Saving typically involves setting aside money in a secure account for short-term needs or emergencies, while investing involves using money to purchase assets like stocks or real estate with the expectation of generating a return over the long term. Investing carries higher risks but offers the potential for greater rewards.
What are the benefits of having an emergency fund?
An emergency fund provides financial security by offering a safety net for unexpected expenses, such as medical emergencies or job loss. It helps prevent debt accumulation, reduces stress, and allows for better financial planning, ensuring that individuals can navigate unforeseen circumstances without significant hardship.
Statistics
- A study by the National Endowment for Financial Education found that 60% of Americans do not have a budget.
- According to the World Bank, around 1.7 billion adults worldwide remain unbanked, lacking access to basic financial services.

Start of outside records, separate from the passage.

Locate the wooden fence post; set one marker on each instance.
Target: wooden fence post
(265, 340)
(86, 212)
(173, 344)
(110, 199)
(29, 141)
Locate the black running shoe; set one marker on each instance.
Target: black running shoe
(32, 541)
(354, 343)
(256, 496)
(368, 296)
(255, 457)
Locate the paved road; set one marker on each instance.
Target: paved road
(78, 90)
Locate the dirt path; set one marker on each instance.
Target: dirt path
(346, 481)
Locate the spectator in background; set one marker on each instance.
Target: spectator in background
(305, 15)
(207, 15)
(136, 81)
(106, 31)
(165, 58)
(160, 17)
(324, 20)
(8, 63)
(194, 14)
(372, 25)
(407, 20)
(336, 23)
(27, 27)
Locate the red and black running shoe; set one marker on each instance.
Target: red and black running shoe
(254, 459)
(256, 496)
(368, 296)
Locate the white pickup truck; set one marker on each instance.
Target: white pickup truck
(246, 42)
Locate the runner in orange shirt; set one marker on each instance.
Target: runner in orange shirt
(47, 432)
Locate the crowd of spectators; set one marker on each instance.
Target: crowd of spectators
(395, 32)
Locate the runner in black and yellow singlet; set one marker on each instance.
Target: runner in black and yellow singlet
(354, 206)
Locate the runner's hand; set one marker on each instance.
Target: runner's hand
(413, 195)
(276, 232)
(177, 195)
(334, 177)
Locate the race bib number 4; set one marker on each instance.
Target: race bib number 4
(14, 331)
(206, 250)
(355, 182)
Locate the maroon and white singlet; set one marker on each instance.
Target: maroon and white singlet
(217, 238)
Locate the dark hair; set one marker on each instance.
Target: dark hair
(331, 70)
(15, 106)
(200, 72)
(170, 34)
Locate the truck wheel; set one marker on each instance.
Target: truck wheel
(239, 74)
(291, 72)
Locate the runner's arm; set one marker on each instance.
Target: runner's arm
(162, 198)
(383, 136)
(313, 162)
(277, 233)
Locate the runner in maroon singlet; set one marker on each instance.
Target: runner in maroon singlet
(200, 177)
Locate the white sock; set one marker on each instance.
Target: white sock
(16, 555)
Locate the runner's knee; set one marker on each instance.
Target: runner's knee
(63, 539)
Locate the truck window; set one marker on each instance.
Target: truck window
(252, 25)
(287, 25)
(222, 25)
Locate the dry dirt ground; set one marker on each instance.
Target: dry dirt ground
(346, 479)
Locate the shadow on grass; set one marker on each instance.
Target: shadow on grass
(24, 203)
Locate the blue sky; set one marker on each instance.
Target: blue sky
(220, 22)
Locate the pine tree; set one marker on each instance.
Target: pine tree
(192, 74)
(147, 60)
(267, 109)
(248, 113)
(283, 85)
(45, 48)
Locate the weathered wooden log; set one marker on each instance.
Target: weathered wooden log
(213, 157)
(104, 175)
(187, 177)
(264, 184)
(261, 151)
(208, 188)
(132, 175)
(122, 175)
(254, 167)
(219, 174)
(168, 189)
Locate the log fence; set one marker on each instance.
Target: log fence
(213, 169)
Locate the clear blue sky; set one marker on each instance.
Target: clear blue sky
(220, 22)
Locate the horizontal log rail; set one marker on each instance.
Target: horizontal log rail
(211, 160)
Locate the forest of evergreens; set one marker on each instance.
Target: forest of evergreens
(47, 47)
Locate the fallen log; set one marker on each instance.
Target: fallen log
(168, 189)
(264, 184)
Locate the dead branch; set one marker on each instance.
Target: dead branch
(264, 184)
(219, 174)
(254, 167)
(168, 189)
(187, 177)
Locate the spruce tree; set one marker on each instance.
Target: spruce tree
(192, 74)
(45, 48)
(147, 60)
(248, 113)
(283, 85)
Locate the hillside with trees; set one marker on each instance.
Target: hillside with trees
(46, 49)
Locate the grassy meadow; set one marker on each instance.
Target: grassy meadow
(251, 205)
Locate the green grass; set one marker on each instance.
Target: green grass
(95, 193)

- As of 2021, the average student loan debt for recent graduates was approximately $30,000, according to the Federal Reserve.
- In 2020, the average retirement savings for Americans aged 60 to 69 was approximately $195,000, according to Fidelity.
- The average return on investment for the S&P 500 over the past 90 years is about 10% per annum.
- Research by the National Bureau of Economic Research found that individuals who receive financial education are 25% more likely to save than those who do not.
- According to the Federal Reserve, approximately 39% of Americans do not have enough savings to cover a $400 emergency expense.
- A survey by the American Psychological Association found that 72% of Americans reported feeling stressed about money at some point in the past month.
External Links
How To
How To Develop a Good Saving Habit
Developing a good saving habit begins with setting clear financial goals. Determine what you are saving for, whether it’s an emergency fund, a vacation, or retirement. Start by automating your savings; set up a direct deposit from your paycheck into a savings account. Aim to save at least 20% of your income, gradually increasing this amount as you become comfortable. Track your spending to identify areas where you can cut back and redirect those funds to your savings. Regularly review your savings progress and adjust your contributions as necessary to stay motivated and achieve your goals.